Pointer compression in Oilpan

Published 28 November 2022 · Tagged with internals memory cppgc

It is absolutely idiotic to have 64-bit pointers when I compile a program that uses less than 4 gigabytes of RAM. When such pointer values appear inside a struct, they not only waste half the memory, they effectively throw away half of the cache.
– Donald Knuth (2008)

Truer words have (almost) never been spoken. We also see CPU vendors not actually shipping 64-bit CPUs and Android OEMs opting for only 39-bit of address space to speed up page table walks in the Kernel. V8 running in Chrome also isolates sites into separate processes, which further limits the requirements of actual address space needed for a single tab. None of this is completely new though, which is why we launched pointer compression for V8 in 2020 and saw great improvements in memory across the web. With the Oilpan library we have another building block of the web under control. Oilpan is a traced-based garbage collector for C++ which is among other things used to host the Document Object Model in Blink and thus an interesting target for optimizing memory.

Background #

Pointer compression is a mechanism to reduce the size of pointers on 64-bit platforms. Pointers in Oilpan are encapsulated in a smart pointer called Member. In an uncompressed heap layout, Member references directly point to heap objects, i.e., 8 bytes of memory are used per reference. In such a scenario, the heap may be spread out over the whole address space as each pointer contains all the relevant information to refer to an object.

Uncompressed heap layout

With a compressed heap layout, Member references are only offsets into a heap cage, which is a contiguous region of memory. The combination of a base pointer (base) that points to the beginning of the heap cage and a Member forms a full pointer, very similar to how segmented addressing works. The size of a heap cage is limited by the available bits for the offset. E.g., a 4GB heap cage requires 32-bit offsets.

Compressed heap layout

Conveniently, Oilpan heaps are already contained in such a 4GB heap cage on 64-bit platforms, to allow referring to garbage collection metadata by just aligning any valid heap pointer down to the closest 4GB boundary.

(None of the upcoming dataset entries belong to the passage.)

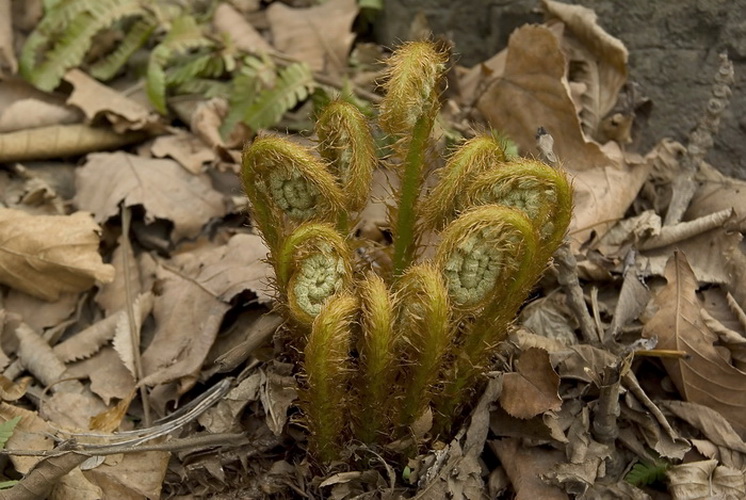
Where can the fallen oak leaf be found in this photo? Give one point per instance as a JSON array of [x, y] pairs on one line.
[[533, 388], [46, 255], [706, 377], [163, 187]]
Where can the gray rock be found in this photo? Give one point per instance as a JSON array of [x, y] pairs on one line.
[[673, 49]]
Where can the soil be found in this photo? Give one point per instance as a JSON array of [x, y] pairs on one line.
[[673, 53]]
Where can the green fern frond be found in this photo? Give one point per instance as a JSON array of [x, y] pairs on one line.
[[645, 473], [136, 36], [294, 84], [185, 35], [69, 29]]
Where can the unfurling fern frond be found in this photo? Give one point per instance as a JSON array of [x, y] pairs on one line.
[[293, 85]]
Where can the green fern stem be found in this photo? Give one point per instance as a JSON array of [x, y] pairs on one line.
[[425, 322], [327, 367], [378, 361], [411, 179]]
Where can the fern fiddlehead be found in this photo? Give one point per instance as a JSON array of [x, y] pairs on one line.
[[327, 367], [424, 318], [312, 265], [487, 258], [346, 142], [378, 360], [287, 184], [407, 113]]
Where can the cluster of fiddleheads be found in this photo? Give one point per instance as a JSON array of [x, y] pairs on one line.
[[383, 352]]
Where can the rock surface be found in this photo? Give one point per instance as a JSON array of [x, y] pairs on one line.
[[673, 50]]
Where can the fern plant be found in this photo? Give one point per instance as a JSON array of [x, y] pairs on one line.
[[184, 59], [381, 351]]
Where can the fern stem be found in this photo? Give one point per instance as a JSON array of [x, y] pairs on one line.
[[326, 367], [404, 233], [378, 360]]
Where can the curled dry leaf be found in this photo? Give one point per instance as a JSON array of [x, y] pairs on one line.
[[706, 378], [59, 141], [320, 36], [533, 388], [94, 98], [598, 59], [47, 255], [165, 189], [705, 479]]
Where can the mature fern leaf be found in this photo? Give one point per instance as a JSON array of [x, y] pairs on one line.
[[69, 28], [185, 35], [136, 36], [293, 85]]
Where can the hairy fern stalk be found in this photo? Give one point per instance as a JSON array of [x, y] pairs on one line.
[[383, 354]]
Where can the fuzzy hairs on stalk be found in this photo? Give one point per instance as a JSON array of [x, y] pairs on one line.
[[487, 258], [379, 361], [346, 142], [424, 318], [327, 365], [286, 184]]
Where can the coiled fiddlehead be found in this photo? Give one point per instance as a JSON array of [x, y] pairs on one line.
[[541, 192], [407, 113], [447, 199], [286, 183], [346, 142], [424, 318], [313, 264], [327, 369]]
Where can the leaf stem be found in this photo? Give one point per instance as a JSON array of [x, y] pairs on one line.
[[404, 244]]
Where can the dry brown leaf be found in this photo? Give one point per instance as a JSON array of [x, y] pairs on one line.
[[13, 391], [94, 99], [59, 141], [524, 466], [165, 189], [140, 271], [245, 37], [532, 93], [708, 421], [8, 62], [40, 314], [705, 479], [45, 256], [22, 106], [196, 290], [320, 36], [223, 417], [108, 375], [31, 433], [185, 148], [706, 378], [133, 476], [532, 388], [599, 61], [718, 192], [110, 420], [141, 308], [45, 476]]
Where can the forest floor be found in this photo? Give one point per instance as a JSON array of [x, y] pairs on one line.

Oilpan also supports multiple heaps in the same process to, e.g., support web workers with their own C++ heaps in Blink. The problem arising from this setup is how to map heaps to possibly many heap cages. Since heaps are bound to native threads in Blink, the solution at hand here is to refer to heap cages via a thread-local base pointer. Depending on how V8 and its embedders are compiled, the thread local storage (TLS) model can be restricted to speed up how the base is loaded from memory. Ultimately, the most generic TLS mode is required though to support Android, as on this platform the renderer (and thus V8) are loaded via dlopen. It is such restrictions that make the use of TLS infeasible from a performance perspective^[1]. In order to provide best performance, Oilpan, similar to V8, allocates all heaps into a single heap cage when using pointer compression. While this does restrict overall memory available, we believe that this is currently acceptable given that pointer compression already aims at reducing memory. If a single 4GB heap cage proves to be too restrictive, the current compression scheme allows to increase the heap cage size to 16GB without sacrificing performance.

Implementation in Oilpan #

Requirements #

So far, we talked about a trivial encoding scheme where the full pointer is formed by adding a base to an offset that is stored in a Member pointer. The actually implemented scheme is unfortunately not as simple though, as Oilpan requires that Member can be assigned one of the following:

A valid heap pointer to an object;
The C++ nullptr (or similar);
A sentinel value which must be known at compile time. The sentinel value can e.g. be used to signal deleted values in hash tables that also support nullptr as entries.

The problematic part around nullptr and a sentinel is the lack of explicit types to catch these on the caller side:

void* ptr = member.get();
if (ptr == nullptr) { /* ... * }

Since there’s no explicit type to store a possibly compressed nullptr value, an actual decompression is required to compare against the constant.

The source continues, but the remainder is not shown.